The ultimate role of a leader is to achieve business results through people. While there is a whole universe of techniques that leaders can use to unleash performance, the five that we’ve found most powerful are:
- Providing feedback — letting people know that what they’re doing is the right thing or not. The best leaders provide feedback; their people always know where they stand. There is no ambiguity.
- Having those difficult conversations when the performance or behavior is unacceptable. The best leaders have those difficult conversations sooner rather than later. They don’t let one employee negatively impact the team.
- Deliberately building the talent on your team through coaching — taking good performance to great! The best leaders help develop and guide their people. They coach them to be better than even they thought they could be.
- Delegating projects and tasks to challenge and motivate employees, while increasing the chance of success. The best leaders challenge their people with stretch assignments; yet ensure that they will succeed.
- Motivating your team and each individual on your team through encouragement and recognition. The best leaders give credit when credit is due. They know what motivates their people.
With that in mind, we've developed handy models that cover the Three Performance Conversations leaders must master in order to be effective. Over the years, these models have been honed and refined so they are clear, simple, easy-to-use, and — most importantly — effective.
When leveraging these models, it's important to note that they are meant to be used in conjunction with our Unleash Your Leadership Potential program for maximum impact.
Feedback is really nothing more than continually clarifying expectations. Learning how to provide effective feedback ties directly to your desired business results. To deliver effective feedback be sure it is:
- Useful information that the other person doesn’t have; not judgment.
- Future-focused; not dwelling on past events.
- Solution-oriented and optional.
Coaching is a conversation that occurs between a coach and a coachee who have a professional relationship of trust and respect for each other.

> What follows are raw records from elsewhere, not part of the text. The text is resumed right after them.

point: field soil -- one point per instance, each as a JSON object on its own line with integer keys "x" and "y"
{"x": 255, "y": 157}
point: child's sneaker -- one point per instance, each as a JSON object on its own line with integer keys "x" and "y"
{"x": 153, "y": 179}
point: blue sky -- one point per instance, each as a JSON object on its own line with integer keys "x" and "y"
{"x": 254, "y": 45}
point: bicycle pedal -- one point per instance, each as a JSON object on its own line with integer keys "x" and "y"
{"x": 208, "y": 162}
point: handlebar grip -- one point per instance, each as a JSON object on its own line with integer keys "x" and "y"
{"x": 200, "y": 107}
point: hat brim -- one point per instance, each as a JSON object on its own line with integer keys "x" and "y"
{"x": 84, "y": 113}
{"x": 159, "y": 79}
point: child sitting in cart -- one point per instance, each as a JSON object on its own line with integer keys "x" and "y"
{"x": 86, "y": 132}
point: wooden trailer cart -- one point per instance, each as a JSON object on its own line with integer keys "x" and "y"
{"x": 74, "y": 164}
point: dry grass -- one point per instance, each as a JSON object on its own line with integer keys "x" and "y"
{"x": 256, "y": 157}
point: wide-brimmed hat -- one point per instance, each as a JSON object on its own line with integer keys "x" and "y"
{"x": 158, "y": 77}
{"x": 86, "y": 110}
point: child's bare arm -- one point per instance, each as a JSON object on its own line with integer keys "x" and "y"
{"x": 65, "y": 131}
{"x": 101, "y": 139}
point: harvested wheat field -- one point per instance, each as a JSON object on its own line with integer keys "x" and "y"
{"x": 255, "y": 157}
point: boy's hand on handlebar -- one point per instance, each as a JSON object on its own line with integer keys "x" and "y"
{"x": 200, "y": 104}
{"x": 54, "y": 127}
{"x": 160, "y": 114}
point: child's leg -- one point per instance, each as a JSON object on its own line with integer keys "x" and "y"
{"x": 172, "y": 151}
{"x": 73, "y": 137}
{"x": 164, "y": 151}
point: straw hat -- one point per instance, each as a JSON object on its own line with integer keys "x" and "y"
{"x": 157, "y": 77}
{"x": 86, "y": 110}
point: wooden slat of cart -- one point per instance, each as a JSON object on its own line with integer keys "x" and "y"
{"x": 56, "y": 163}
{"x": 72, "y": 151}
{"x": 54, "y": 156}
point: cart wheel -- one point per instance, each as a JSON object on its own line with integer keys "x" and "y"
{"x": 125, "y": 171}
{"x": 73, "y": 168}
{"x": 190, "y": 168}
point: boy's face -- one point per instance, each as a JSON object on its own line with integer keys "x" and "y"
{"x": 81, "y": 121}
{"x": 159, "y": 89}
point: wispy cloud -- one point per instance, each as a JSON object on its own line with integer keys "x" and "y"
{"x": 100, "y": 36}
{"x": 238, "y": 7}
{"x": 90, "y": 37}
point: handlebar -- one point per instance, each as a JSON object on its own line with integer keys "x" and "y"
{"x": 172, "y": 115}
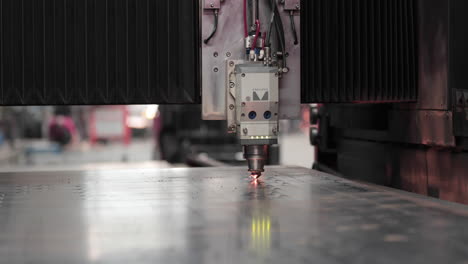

Entelechy's Coaching Conversation begins with a performance-related open-ended question; this allows the coach to gauge how the conversation might go based on the coachee’s response. The coach asks the coachee what went particularly well and listens for the responses. By identifying what went well first, a positive tone for the coaching conversation is set. The coach focuses last on areas of opportunity, things the coachee could do differently to make performance even better because that’s what you want the coachee to remember most. The coach asks each of the two questions TWICE. Often the coachee will give an obvious answer the first time the question is asked. Asking the question again tends to get the coachee to dig a little harder to examine his performance a little more closely to come up with the next, not-so-obvious layer.
Lastly, you want to summarize the important points what to keep doing because it went well and what to do differently and express your support in the coachee.
Coaching is one of the most nuanced and difficult to master management skills. Contact an Entelechy expert to discuss how to best introduce coaching to your leaders.
Leading a Difficult Conversation sounds so simple in theory. Difficult Conversations are the ones we all tend to or want to avoid. Why? Because we fear, or are concerned about, how the employee may react. A Difficult Conversation is necessary in situations where performance or behavior is unacceptable and the employee is less willing — or unwilling — to address the issue.
Entelechy's Difficult Conversation Model is a handy resource for managing performance issues that are more controversial, or that are not effectively addressed through constructive feedback. Issues such as tardiness, continual poor performance, and others are best handled by a direct, objective approach. By following the Difficult Conversation Model, you can feel confident in addressing these thorny issues with employees.